2022-04-05:12:06:17,79 INFO     [datastore_client.py:991] <azureml.core.authentication.ServicePrincipalAuthentication object at 0x7f96dc02a3a0>


Starting experiment: diabetes-training
Loading data lake gen2 data in a pandas dataframe...




Training a decision tree model
Accuracy: 0.8953333333333333
AUC: 0.8823424050947809


### Option 2: Script method

Create training script

In [43]:
# Create a local folder for the experiment files
folder_name = 'diabetes_service'
experiment_folder = './' + folder_name
os.makedirs(folder_name, exist_ok=True)
print(folder_name, 'folder created')

diabetes_service folder created


In [44]:
%%writefile $experiment_folder/diabetes_training.py
# Import libraries
import argparse
from azureml.core import Workspace, Dataset, Experiment, Run
import pandas as pd
import numpy as np
import joblib
from sklearn.model_selection import train_test_split
from sklearn.linear_model import LogisticRegression
from sklearn.metrics import roc_auc_score
from sklearn.metrics import roc_curve
import glob
print("libraries imported...")

# Set regularization hyperparameter (passed as an argument to the script)
parser = argparse.ArgumentParser()
parser.add_argument('--regularization', type=float, dest='reg_rate', default=0.01, help='regularization rate')
args = parser.parse_args()
reg = args.reg_rate
print("argparse parameters loaded...")

# Get the experiment run context
run = Run.get_context()
print("run context loaded...")

# load the diabetes dataset (File method)
# Get the training data from the estimator input identified as 'diabetes'
mount = run.input_datasets['diabetes'] # read-only mount from delta lake as '/mnt/data'
print("delta lake mounted...")
diabetes = pd.read_parquet('/mnt/data/diabetes.parquet') # load any file(s) from this delta lake mounted folder
print("dataset loaded...")

# save data into workspace
diabetes.to_csv("outputs/dataset.csv", index=False) # {logs/  outputs/}
print("test: write dataset to workspace 'outputs/dataset.csv'")

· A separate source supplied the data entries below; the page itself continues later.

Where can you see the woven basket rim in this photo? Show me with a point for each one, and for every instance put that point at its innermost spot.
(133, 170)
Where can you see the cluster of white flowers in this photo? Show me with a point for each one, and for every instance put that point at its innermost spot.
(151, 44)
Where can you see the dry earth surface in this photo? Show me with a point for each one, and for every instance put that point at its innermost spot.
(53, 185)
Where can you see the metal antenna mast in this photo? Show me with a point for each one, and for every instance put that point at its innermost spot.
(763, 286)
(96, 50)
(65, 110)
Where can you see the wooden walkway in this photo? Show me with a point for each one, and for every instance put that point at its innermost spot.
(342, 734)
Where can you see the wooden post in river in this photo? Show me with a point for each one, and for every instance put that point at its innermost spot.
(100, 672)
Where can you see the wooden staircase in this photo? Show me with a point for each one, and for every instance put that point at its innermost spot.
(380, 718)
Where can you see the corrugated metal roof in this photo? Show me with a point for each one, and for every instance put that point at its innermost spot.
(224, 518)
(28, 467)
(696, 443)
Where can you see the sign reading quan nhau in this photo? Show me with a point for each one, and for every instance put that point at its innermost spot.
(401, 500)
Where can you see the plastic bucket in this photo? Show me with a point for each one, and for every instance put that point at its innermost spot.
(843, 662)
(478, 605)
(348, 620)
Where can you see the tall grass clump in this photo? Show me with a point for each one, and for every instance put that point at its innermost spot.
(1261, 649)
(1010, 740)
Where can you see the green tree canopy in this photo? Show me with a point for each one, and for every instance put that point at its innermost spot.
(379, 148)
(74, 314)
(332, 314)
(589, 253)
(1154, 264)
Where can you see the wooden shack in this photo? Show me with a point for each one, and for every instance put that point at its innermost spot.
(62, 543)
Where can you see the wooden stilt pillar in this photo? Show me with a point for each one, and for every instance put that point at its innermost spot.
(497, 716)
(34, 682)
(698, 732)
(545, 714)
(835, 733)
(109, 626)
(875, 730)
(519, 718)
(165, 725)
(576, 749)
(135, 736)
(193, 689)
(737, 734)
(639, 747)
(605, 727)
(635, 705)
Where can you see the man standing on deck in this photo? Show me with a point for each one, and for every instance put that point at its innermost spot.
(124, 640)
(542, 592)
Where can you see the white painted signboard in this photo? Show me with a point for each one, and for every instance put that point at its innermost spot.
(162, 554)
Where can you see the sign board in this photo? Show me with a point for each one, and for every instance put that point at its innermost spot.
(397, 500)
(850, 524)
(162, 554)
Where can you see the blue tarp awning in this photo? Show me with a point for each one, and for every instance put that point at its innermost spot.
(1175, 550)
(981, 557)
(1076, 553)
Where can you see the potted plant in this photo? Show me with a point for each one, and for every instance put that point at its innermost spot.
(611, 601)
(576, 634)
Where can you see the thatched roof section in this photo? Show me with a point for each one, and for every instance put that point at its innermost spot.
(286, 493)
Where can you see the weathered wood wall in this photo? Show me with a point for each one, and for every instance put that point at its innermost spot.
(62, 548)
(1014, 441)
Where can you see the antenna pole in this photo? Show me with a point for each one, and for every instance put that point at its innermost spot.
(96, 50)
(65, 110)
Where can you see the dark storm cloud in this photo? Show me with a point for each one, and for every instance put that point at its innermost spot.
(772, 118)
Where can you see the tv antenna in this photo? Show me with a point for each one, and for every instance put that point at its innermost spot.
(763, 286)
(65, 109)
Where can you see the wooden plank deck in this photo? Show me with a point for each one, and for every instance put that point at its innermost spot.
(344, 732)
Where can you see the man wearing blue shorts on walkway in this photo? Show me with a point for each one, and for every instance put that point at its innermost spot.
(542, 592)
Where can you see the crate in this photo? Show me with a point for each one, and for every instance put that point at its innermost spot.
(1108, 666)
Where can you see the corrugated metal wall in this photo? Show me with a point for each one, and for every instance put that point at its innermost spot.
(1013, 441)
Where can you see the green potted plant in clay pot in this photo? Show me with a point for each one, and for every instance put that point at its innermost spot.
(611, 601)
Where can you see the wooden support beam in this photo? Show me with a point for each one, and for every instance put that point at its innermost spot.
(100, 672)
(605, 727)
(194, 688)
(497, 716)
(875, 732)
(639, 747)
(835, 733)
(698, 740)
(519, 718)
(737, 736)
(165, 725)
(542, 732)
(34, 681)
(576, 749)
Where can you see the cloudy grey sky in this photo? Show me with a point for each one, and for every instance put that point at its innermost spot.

# Separate features and labels
X, y = diabetes[['Pregnancies','PlasmaGlucose','DiastolicBloodPressure','TricepsThickness','SerumInsulin','BMI','DiabetesPedigree','Age']].values, diabetes['Diabetic'].values

# Split data into training set and test set
X_train, X_test, y_train, y_test = train_test_split(X, y, test_size=0.30, random_state=0)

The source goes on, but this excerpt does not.